|laziness, impatience, and hubris|
Re^6: Dealing with files with differing line endingsby Marshall (Canon)
|on Nov 15, 2021 at 20:33 UTC||Need Help??|
I experimented more with this (code attached below). Answering my own question - when reading a line using "<:raw", Perl is looking for a <LF> to determine the "end of line". This is the same thing that it does with the :CRLF layer. The difference is that with :raw, the CR (if any) immediately before the LF is not removed.
The terminology does get confusing because "\n" as written in Perl on Windows sometimes means <CR><LF> and sometimes it means only <LF>.
With the normal I/O layer, the <CR> in <CR><LF> will be removed before your Perl code ever sees the line. chomp() only operates on <LF>, not <CR><LF>.
Running two regexes as you suggest is not necessary, the standard I/O layer does this part: $text=~s/\r\n/\n/g; (remove any <CR> that immediately precedes a <LF>). Translating <CR> to <LF> would get the multiple lines contained within the input string into "normal line format".
So the rub here is that there is no easy way to say "give me a line" no matter old Mac,unix or windows. $/, the input record separator, is a string, not a regex.
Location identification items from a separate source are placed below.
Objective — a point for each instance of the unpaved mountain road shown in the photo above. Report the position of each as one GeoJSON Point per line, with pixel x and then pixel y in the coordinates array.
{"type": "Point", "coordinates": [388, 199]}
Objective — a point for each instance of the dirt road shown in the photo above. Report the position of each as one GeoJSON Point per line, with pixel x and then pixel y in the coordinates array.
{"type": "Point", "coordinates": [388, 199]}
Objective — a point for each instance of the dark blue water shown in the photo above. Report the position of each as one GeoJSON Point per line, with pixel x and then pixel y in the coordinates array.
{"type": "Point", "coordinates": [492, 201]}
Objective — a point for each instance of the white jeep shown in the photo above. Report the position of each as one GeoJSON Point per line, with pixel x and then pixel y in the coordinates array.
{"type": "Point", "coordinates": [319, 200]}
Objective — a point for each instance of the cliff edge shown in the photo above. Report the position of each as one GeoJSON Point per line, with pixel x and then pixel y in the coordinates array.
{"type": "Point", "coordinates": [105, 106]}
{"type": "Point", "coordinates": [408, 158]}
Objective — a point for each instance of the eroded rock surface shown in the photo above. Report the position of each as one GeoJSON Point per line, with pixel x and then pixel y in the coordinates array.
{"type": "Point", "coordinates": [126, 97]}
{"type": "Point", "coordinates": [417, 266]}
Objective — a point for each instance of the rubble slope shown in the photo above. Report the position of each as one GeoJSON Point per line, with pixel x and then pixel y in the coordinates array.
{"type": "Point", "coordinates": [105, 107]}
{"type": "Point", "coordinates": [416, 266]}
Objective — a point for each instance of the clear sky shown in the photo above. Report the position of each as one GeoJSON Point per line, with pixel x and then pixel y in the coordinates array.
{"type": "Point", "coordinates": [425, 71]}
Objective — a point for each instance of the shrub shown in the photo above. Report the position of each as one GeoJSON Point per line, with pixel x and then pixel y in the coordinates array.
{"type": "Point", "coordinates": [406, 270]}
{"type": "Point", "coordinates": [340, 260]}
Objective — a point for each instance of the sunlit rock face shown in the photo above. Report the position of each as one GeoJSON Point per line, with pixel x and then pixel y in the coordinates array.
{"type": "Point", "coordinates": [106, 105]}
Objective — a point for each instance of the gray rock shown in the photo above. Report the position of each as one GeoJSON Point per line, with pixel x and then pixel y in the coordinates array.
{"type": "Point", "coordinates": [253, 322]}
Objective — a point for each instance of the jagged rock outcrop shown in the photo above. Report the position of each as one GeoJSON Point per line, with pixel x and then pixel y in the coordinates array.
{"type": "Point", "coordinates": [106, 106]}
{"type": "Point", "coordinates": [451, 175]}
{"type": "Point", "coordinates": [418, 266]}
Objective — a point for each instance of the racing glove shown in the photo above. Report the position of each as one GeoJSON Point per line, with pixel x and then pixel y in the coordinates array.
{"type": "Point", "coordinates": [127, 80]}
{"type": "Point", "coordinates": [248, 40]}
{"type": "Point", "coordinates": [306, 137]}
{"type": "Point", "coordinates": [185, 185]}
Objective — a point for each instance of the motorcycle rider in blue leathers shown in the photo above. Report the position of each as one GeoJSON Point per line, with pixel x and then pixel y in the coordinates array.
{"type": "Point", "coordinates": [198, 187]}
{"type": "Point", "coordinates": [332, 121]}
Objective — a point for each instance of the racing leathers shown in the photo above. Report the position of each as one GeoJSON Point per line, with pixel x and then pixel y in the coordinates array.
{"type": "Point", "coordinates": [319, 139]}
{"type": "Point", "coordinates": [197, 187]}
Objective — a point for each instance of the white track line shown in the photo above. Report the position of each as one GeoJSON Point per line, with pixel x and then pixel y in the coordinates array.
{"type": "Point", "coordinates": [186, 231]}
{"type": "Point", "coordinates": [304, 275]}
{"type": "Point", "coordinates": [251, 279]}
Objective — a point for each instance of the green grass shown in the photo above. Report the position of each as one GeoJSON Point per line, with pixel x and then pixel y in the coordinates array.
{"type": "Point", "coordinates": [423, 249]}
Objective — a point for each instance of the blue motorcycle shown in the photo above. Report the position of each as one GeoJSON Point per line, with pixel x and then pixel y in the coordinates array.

When you attempt to read a line from a file with <CR> terminated lines, you will get the entire file, not just one line because readline is looking for <LF>. Now having in effect slurped the entire file into one string variable, you can indeed split it up into "real lines". However now we have altered the program flow from reading a line at a time to reading the whole file into a buffer, modifying that buffer (perhaps with tr instead of regex) and then reading that buffer a line at a time.
Anyway, I did not see the need to burden the 99.99999% code with special stuff for this ancient Mac. There are also some memory issues with reading entire files into memory to process them when line by line processing is desired. It would also be possible to read part of the file, determine that \r should be the input record separator, then back up and use that. But that is "complicated".
I'm not working with Unix at the moment. But from memory, Perl code to read files line by line between Unix and Windows is the same. When reading a Windows file on Unix, the I/O layer zaps the <CR> and I never see it. When Windows reads a Unix file, it doesn't care that the <CR> isn't there. When writing a line on Unix, Perl writes a <LF> for "\n". When writing a line on Windows, Perl writes a <CR><LF> for "\n".
Mixed line ending files can happen. When I was working on Unix, my environment allowed me to click on a remote Unix file and edit it with my local Windows editor. Only the lines that I modified wound up with <CR><LF> endings. My editor preserved the exiting <LF> terminated lines. Perl and GNU C didn't have an issue with this and I didn't really worry about it. LPR was fussy. I had some simple Perl thing that read a line, chomped it, then printed line with "\n" (which on output is platform specific). Now that I think about it, it could be that chomp() was unnecessary, the read of the <CR><LF> line would have zapped the <CR> already. There would be no need to remove the <LF> only to add it back in.
Unix and Windows have <LF> in common and that works well. Ancient Mac with <CR> is a "weird duck".